Backprop in Neural Networks

3 minute read

Published:

MathJax example

This article serves as a good exercise to see how forward propagation works and then how the gradients are computed to implement the backpropagation algorithm. Also, the reader will get comfortable with the computation of vector, tensor derivatives and vector/matrix calculus. A useful document can be found here for the interested reader to get familiar with tensor operations.

We will compute the gradients and derivatives of the loss function of the given neural network as shown in the Fig 1. with respect to the parameters: \(W_{1}\), \(W_{2}\), \(b_{1}\) and \(b_{2}\). Where \(W_{1}\), \(W_{2}\) are the weight matrices; and \(b_{1}\) and \(b_{2}\) are bias the vectors. Let \(x \in \mathcal{R}^2\), \(W_{1} \in \mathcal{R}^{2*500}\), \(b_{1} \in \mathcal{R}^{500}\), \(W_{2} \in \mathcal{R}^{500*2}\) and \(b_{2} \in \mathcal{R}^2\). Also, show how the forward and backpropagation algorithms work.

Simple Feedforward Neural Network
Fig 1. Simple Feedforward Neural Network

Let us first compute the forward propagation. Let x be the input. The first hidden layer is computed as follows: \[z_{1} = \textit{x}W_{1} + b_{1} \tag{1}\]

We then apply a non-linear activation function to equation \[a_{1} = \textit{tanh}(z_{1}) \tag{2}\]

The output layers’ activation are obtained using the following transformation \[z_{2} = a_{1}W_{2} + b_{2} \tag{3}\]

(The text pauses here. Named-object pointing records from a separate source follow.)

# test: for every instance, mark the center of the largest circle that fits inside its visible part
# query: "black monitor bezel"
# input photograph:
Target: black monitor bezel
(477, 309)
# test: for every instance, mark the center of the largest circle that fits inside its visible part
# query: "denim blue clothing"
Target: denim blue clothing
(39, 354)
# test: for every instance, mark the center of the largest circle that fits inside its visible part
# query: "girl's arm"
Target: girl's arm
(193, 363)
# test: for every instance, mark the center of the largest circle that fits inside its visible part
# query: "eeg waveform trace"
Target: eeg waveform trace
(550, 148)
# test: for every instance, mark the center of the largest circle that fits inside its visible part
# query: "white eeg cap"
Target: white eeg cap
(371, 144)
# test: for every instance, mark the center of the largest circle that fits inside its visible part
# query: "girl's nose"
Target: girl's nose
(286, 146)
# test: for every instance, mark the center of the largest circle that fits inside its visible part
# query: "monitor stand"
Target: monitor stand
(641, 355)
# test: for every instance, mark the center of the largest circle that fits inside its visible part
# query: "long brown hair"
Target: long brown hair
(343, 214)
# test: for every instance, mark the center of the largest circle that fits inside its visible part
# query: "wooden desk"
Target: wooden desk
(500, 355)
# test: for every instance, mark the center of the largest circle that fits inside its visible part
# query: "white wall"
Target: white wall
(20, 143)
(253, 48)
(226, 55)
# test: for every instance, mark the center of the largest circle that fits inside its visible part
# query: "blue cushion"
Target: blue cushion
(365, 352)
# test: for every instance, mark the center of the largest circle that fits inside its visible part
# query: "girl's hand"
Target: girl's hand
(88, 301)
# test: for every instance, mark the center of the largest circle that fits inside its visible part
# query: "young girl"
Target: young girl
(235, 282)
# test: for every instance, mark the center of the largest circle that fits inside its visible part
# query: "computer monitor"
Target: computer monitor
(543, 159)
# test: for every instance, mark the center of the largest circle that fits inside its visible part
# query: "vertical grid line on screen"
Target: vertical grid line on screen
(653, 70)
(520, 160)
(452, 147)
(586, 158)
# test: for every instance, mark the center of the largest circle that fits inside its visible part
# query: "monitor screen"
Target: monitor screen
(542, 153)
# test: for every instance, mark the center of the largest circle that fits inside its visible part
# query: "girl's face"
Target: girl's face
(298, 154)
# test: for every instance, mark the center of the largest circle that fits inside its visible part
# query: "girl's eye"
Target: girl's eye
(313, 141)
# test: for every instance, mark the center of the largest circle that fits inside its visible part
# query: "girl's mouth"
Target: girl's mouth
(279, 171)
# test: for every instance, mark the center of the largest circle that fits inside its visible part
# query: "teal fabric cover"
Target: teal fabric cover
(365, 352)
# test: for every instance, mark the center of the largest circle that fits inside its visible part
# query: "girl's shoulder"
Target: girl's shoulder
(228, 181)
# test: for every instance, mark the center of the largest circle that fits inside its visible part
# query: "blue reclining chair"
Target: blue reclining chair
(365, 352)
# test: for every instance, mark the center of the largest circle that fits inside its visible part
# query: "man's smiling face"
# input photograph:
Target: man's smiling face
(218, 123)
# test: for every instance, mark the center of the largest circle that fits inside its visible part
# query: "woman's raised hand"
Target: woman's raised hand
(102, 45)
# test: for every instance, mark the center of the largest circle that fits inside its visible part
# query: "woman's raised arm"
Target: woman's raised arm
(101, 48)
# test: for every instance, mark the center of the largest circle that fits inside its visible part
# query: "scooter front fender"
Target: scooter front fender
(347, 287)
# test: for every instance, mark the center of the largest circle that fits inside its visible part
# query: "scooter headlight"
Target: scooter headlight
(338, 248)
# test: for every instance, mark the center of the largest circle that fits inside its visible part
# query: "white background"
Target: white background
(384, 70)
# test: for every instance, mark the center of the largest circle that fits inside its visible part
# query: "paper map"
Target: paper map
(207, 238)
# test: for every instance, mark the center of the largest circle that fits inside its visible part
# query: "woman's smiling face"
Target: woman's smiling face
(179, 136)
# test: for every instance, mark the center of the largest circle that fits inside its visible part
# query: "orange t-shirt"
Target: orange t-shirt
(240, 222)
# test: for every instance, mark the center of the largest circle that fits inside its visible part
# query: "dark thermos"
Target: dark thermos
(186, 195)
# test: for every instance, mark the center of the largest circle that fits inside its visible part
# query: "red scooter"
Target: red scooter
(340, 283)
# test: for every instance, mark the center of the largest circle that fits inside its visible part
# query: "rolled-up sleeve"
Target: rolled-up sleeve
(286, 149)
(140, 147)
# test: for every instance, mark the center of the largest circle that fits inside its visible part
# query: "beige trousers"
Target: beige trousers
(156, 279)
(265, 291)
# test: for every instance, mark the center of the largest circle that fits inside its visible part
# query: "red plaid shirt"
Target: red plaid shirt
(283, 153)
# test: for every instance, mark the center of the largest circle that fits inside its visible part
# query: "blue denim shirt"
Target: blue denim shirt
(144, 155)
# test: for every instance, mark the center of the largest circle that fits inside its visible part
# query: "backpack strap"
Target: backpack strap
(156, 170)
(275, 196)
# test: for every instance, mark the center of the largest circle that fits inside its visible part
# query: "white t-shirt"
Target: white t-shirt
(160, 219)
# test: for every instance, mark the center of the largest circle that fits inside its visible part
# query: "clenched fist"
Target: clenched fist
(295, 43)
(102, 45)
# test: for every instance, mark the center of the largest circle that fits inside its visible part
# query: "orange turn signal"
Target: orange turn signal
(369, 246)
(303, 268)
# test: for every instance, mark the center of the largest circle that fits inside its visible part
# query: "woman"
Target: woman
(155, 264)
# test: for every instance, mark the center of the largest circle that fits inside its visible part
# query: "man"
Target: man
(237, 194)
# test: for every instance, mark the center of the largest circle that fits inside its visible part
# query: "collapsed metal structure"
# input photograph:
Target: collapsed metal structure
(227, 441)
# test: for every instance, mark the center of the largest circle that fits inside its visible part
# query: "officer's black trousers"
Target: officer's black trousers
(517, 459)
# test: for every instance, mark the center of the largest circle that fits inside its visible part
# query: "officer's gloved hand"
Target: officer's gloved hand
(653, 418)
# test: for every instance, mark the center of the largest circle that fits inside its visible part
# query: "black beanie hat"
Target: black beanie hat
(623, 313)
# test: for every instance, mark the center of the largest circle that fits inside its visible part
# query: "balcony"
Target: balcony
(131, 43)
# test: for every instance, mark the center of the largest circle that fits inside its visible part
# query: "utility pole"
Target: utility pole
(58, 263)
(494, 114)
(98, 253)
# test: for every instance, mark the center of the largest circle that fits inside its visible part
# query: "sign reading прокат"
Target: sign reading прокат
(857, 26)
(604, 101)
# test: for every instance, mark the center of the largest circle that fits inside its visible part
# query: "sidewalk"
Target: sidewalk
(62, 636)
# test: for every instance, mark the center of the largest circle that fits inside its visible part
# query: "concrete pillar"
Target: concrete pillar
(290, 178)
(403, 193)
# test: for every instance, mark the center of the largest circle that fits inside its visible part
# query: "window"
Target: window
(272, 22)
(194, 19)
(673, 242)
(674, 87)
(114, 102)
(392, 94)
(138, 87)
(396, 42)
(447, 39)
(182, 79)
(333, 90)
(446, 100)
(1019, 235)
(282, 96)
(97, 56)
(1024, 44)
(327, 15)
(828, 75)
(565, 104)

Finally, a softmax is applied to get:

\[a_{2} = \hat{y} = softmax(z_{2}) \tag{4}\]

where \(\hat{y}\) is the predicted output by the feedforward network

Let’s see this feedforward network through a circuit diagram as illustrated in Fig 2. Now, let’s see how the derivatives are computed with respect to the hidden nodes and bias vectors. Refer Fig 3.

Feedforward Circuit Diagram
Fig 2. Feedforward Circuit Diagram
Backpropagation Circuit Diagram
Fig 3. Backpropagation Circuit Diagram

We have to compute the derivative of the loss function with respect to \(W_{1}\), \(W_{2}\), \(b_{1}\) and \(b_{2}\) that is see the effect of these parameters on the loss function (which we actually have to minimize).

Below are the steps to compute the various gradients as shown in figure:

\[Loss = y * ln(\sigma(z_{2})) + (1-y) * ln(1-\sigma(z_{2})) \tag{5}\]

Also, note that:

\[\frac{d\sigma(z_{2})}{dz} = ln(\sigma(z_{2})) * ln(1-\sigma(z_{2})) \tag{6}\]

Therefore, \[\frac{\partial Loss}{\partial z_{2}} = y - \sigma(z_{2}) = y - \hat{y} \tag{7}\]

Since, \(\sigma(z_{2})\) = \(\hat{y}\)

\[\frac{\partial z_{2}}{\partial w_{2}} = \frac{\partial (a_{1}W_{2}+b_{2})}{\partial w_{2}} = a_{1} \tag{8}\]

\[\frac{\partial z_{2}}{\partial b_{2}} = 1 \tag{9}\]

\[\begin{aligned} \frac{\partial z_{2}}{\partial tanh(z_{1})} &= \frac{\partial(a_{1}W_{2}+b_{2})} {\partial tanh(z_{1})}\\ &= \frac{\partial(tanh(z_{1})W_{2}+b_{2})} {\partial tanh(z_{1})}\\ &= z_{2} \end{aligned}\tag{10}\]

\[\frac{\partial tanh(z_{1})}{\partial z_{1}} = 1 - tanh^2(z_{1}) \tag{11}\]

\[\frac{\partial z_{1}}{\partial W_{1}} = \frac{\partial (xW_{1}+b_{1})}{\partial W_{1}} = x \tag{12}\]

\[\frac{\partial z_{1}}{\partial b_{1}} = \frac{\partial (xW_{1}+b_{1})}{\partial b_{1}} = 1 \tag{13}\]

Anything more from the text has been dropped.